Chapitre 17

Pour les réclamations, parlez dans l'hygiaphone .
Jaurès de l'Avenue, in
La Protohistoire


Au temps de Nicolas de Sarcotie s'était constituée une société secrète, destinée à rassembler une élite au sein de la nation.

Cette élite était composée d'hommes et de femmes courageux et dévoués, sélectionnés lors de concours exigeants, qui permettaient de ne retenir que les meilleurs spécialistes.

Le rôle principal de cette élite était la défense exclusive de leurs propres intérêts, appelés 'acquis sociaux' - on dirait de nos jours 'droits de l'homme' - à l'exclusion de ceux de tout autre administré.

On appelait ce corps d'exception la 'fonction publique'.

Pour leur permettre de réaliser cette tâche indispensable à la nation, des moyens considérables avaient été consentis: Le contrôle des transports, de la distribution du courrier, de l'énergie, de la police, et même l'impression de la photographie officielle de Nicolas de Sarcotie leur avaient été confiés en exclusivité, eux-seuls étant en mesure d'en assurer la responsabilité, en raison de leur haut degré de désintéressement, de conscience et d'altruisme.

Leur rôle était considéré si vital pour le pays qu'un ministère leur était traditionnellement consacré au sein du gouvernement.

En contrepartie de la considération et des avantages consentis à cette élite, la société exigeait d'eux un service d'une qualité exceptionnelle.
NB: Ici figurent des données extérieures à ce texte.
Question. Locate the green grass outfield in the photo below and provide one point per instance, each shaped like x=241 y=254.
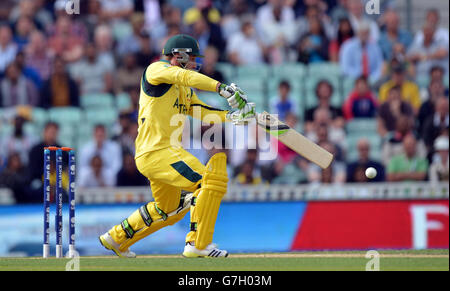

Les tâches les plus harrassantes, les plus ingrates et les plus usantes leur étaient confiées, qu'ils acceptaient sans jamais rechigner.

Ce qu'ils faisaient, aucune bête au monde ne l'aurait fait pour ce salaire dérisoire et ces conditions de travail scandaleuses.

Chacun Europain sensé convenait que la constante disponibilité qui était attendue d'eux pendant les horaires d'ouverture, sauf les dimanches et jours fériés, n'était supportable (par les administrés eux-mêmes) qu'à la condition d'offrir en compensation des jours de congés additionnels et surtout une retraite anticipée, pour profiter des derniers jours qui restait à survivre à leur pauvre corps martyrisé et à leurs pauvres nerfs martyrisés (ils étaient martyrisés des pieds à la tête, en fait).

Pour maintenir constante leur vigilance et leur mobilisation, on les entretenait dans une quasi-misère, en s'abstenant autant que possible de les rémunérer, et en ne les nourrissant qu'un jour sur deux.

On s'assurait ainsi que leur capacité de mobilisation était intacte et immédiatement disponible aussitôt que le service public était menacé par une circulaire (sorte de scie rotative employée par certains ministres psychopathes).

Les agents du service public étaient nombreux, mais les menaces qui pesaient sur lui étaient plus nombreuses encore, plus nombreux que les sauterelles dans une invasion de sauterelles, ou que les lentilles dans une boîte de lentilles (grosse):

Les réductions d'effectifs les empêchaient de terminer leurs dossiers avant de partir en congés payés, ce qui les obligeait à les retrouver à leur retour de vacances.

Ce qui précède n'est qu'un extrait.